Op 20 oktober 2021 heeft het Gerechtshof Amsterdam uitspraak gedaan in hoger beroep tegen het vonnis van de rechtbank Noord-Holland van 26 november 2020. De zaak betreft een verdachte die zijn zoon hielp bij het transformeren, vervaardigen en verhandelen van vuurwapens, wat leidde tot een grote verspreiding van deze wapens en de bijbehorende risico's. De rechtbank had de verdachte eerder veroordeeld tot een voorwaardelijke gevangenisstraf van zes maanden en een taakstraf van 240 uren. Het openbaar ministerie ging in hoger beroep tegen deze uitspraak.
Het hof heeft het vonnis van de rechtbank in grote lijnen bevestigd, maar de strafoplegging aangepast. De verdachte is nu veroordeeld tot een gevangenisstraf van acht maanden, waarvan vier maanden voorwaardelijk. Het hof heeft hierbij rekening gehouden met de ernst van de feiten, de omstandigheden waaronder deze zijn begaan, en de rol van de verdachte als vader. Het hof benadrukt dat het ongeoorloofd bezit van vuurwapens onaanvaardbare risico's met zich meebrengt voor de veiligheid van personen.

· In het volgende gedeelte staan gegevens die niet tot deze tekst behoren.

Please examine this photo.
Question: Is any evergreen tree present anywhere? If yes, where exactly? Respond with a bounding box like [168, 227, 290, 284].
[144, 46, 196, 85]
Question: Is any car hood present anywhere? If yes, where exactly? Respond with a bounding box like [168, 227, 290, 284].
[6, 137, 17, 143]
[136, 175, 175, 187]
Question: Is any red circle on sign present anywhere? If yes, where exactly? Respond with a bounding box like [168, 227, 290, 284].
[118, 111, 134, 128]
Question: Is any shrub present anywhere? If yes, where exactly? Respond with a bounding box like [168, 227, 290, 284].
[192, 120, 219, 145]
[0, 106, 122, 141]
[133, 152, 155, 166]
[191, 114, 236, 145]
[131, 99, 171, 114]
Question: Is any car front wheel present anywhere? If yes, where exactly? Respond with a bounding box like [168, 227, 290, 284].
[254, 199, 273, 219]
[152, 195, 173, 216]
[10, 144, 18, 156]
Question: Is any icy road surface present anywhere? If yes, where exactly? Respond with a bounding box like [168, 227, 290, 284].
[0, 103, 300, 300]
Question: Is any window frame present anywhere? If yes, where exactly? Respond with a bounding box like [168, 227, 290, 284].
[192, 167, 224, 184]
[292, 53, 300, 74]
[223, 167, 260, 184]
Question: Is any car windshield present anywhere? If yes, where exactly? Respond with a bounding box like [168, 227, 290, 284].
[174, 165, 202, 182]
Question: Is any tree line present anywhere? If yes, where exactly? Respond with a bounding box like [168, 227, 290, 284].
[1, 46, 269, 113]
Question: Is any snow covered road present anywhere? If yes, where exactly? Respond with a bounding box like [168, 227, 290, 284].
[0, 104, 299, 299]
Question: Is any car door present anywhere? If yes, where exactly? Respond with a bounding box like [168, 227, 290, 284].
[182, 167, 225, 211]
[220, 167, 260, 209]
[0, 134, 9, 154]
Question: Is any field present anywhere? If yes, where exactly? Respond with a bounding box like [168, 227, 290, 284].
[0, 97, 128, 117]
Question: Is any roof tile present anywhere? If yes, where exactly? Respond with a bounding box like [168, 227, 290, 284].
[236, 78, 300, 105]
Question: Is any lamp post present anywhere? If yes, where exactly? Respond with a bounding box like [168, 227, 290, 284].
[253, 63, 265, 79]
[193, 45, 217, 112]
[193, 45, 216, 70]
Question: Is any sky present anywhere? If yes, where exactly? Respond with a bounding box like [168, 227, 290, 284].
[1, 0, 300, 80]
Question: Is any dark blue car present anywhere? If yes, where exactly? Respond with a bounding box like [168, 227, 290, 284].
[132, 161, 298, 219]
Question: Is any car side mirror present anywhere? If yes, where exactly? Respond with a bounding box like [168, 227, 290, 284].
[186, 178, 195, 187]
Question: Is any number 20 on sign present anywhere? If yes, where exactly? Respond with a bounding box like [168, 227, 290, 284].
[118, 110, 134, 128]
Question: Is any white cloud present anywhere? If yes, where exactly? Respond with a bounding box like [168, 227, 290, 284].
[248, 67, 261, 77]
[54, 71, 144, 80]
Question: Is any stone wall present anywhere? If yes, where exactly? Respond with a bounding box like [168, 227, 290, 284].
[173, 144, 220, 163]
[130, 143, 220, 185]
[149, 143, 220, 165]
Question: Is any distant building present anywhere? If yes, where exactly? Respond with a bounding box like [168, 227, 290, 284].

De verdachte had, gezien zijn rol als vader, een voorbeeldfunctie moeten vervullen en had het gedrag van zijn zoon moeten afkeuren. Het hof heeft ook rekening gehouden met eerdere veroordelingen van de verdachte voor wapenbezit. De beslissing van het hof is bedoeld om het toenemende gevaar van vuurwapenbezit tegen te gaan en de verdachte te laten inzien dat dergelijk gedrag niet getolereerd kan worden.